If you need a therapist to vent and cry to about it get one. Do NOT act like the custody evaluator cares about you at all. They’re just writing a report.

I had one that went very well (another state, years ago), because I just told him what happened. No feelings, just facts. He saw the kid, kid was fine (also kid was a baby, so couldn’t talk other than saying Bus or Cat), and my ex tried to feed a lot of BS (like said I breastfed for too long, so the guy asked about nursing and I said “yes baby is still nursing, and eating solids 2-3x per day but he’s been a little slow to get enough calories from it so he’s still nursing X times a day” - the evaluator said that it was still developmentally appropriate to be nursing and he wasn’t concerned).

But I only gave facts. I didn’t get emotional. I didn’t say anything negative about my ex - I let the guy draw his own conclusions based on the facts I gave him.
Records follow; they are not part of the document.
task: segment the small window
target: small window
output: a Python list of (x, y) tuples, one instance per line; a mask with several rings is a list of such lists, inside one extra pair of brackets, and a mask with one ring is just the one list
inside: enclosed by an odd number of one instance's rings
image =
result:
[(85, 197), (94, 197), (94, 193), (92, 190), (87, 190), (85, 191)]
It’s inappropriate to refuse custody to the child’s dad over breastfeeding.
Anonymous
Anonymous wrote:OP here. Thanks for the advice. I have been quite even keeled. Ex accusing me of parental alienation without any facts. We are in the same state but I am asking to move away with the kids before anything gets decided as then I hear it is much harder.


Another poster who thinks this opens you up to accusations of parental alienation.
Anonymous
Anonymous wrote:
Anonymous wrote:OP here. Thanks for the advice. I have been quite even keeled. Ex accusing me of parental alienation without any facts. We are in the same state but I am asking to move away with the kids before anything gets decided as then I hear it is much harder.


I don’t know anything but the 50 words you wrote. To me, this alone sound like near slam dunk alienation and barring access. Good luck


Moving away is a form of alienation. What are you offering him? He should get every school vacation, every three day weekend and all summer and you should pay the travel costs.
Anonymous
Anonymous wrote:
Anonymous wrote:
Anonymous wrote:OP here. Thanks for the advice. I have been quite even keeled. Ex accusing me of parental alienation without any facts. We are in the same state but I am asking to move away with the kids before anything gets decided as then I hear it is much harder.


I don’t know anything but the 50 words you wrote. To me, this alone sound like near slam dunk alienation and barring access. Good luck


Moving away is a form of alienation. What are you offering him? He should get every school vacation, every three day weekend and all summer and you should pay the travel costs.


No if she’s moving away just because she wants to deny him the kids, then he should get primary custody.
Anonymous
Anonymous wrote:
Anonymous wrote:
Anonymous wrote:
Anonymous wrote:OP here. Thanks for the advice. I have been quite even keeled. Ex accusing me of parental alienation without any facts. We are in the same state but I am asking to move away with the kids before anything gets decided as then I hear it is much harder.


I don’t know anything but the 50 words you wrote. To me, this alone sound like near slam dunk alienation and barring access. Good luck


Moving away is a form of alienation. What are you offering him? He should get every school vacation, every three day weekend and all summer and you should pay the travel costs.


No if she’s moving away just because she wants to deny him the kids, then he should get primary custody.


I have seen a judge make this ruling in - county in So. Virginia. The mom moved closer to family, but away from Father. That is what some parents do when they convince themselves that they are “single parents” during or after the divorce. I have seen and read about judges “flipping primary custody.”

Then again, in Fairfax Va, I read an appeals case where the teacher secured a job teaching job in Michigan. Dad lost that appeal. Sad but true. The family custody rulings are all over the place.
Anonymous
This may or may not be the same Michigan Virginia child moving case. I read so many

https://www.vacourts.gov/static/opinions/opncavwp/0124234.pdf

Anyhoo, you can spot off a lot of trends after reading these cases. People go bananas and each of these hearings cost 5-10 K. Just rhe hearing. If that is not the definition of bananas, I don’t know what is!